Adding biased decoding

whitemamba · February 12, 2017, 2:31am

Hi everyone, I am trying to add biased decoding to the model, but I am unsure of how to do this. Basically, my model is trying to add punctuation to the source sentences, so the only ‘words’ I want it to output is either the original word, or let’s say a comma (for simplicity sake). Therefore, is there any way to bias decoding such that the only words that the model considers are the original word and the comma, and nothing else?

whitemamba · February 12, 2017, 10:17am

By the way, this is how it was done on TensorFlow: http://atpaino.com/2017/01/03/deep-text-correcter.html

However, I am not that familiar with Lua and Torch yet, so I’m not sure how this can be translated onto this model.

srush · February 13, 2017, 3:30pm

Oh yes, this is something that we are interested in as well.

The new beam search should make this possible, although you will have to modify the code.

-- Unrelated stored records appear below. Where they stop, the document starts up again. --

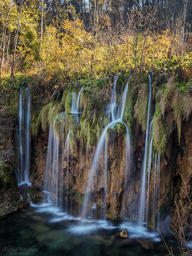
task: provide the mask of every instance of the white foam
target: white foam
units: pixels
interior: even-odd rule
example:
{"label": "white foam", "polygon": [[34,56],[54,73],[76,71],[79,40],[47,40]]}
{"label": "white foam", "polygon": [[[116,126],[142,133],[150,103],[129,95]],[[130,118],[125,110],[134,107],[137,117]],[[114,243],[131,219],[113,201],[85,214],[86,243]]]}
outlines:
{"label": "white foam", "polygon": [[149,238],[155,242],[161,241],[158,233],[150,231],[143,226],[127,222],[122,223],[119,226],[121,231],[125,228],[127,230],[128,236],[130,238]]}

In particular see this function:

github.com

OpenNMT/OpenNMT/blob/master/onmt/translate/DecoderAdvancer.lua#L144




--[[Expand function. Expands beam by all possible tokens and returns the
scores.


Parameters:


* `beam` - an `onmt.translate.Beam` object.


Returns:


* `scores` - a 2D tensor of size `(batchSize * beamSize, numTokens)`.


]]
function DecoderAdvancer:expand(beam)
local state = beam:getState()
local decOut = state[2]
local out = self.decoder.generator:forward(decOut)
local features = {}
for j = 2, #out do
  local _, best = out[j]:max(2)
  features[j - 1] = best:view(-1)

It will allow you to return a (batchSize * beamSize) tensor at each step of beam search. If you return false on “bad” outputs it will ignore them.

whitemamba · March 5, 2017, 12:51pm

Hello, thanks for your response! I tried to do what you suggested for a looong time, but haven’t really gotten anywhere as I really can’t understand the code. Let’s say I only want it to output ‘a’ or ‘b’, which have index number of 1 and 2 respectively in the dict. How do I check if the token (which I understand is a tensor?) is equal to either ‘a’ or ‘b’?

Also, let’s say the original sentence is ‘c d e f’. Is the token the predicted word or the original word? And if it is the predicted word, is there a way to access the original word/sentence data?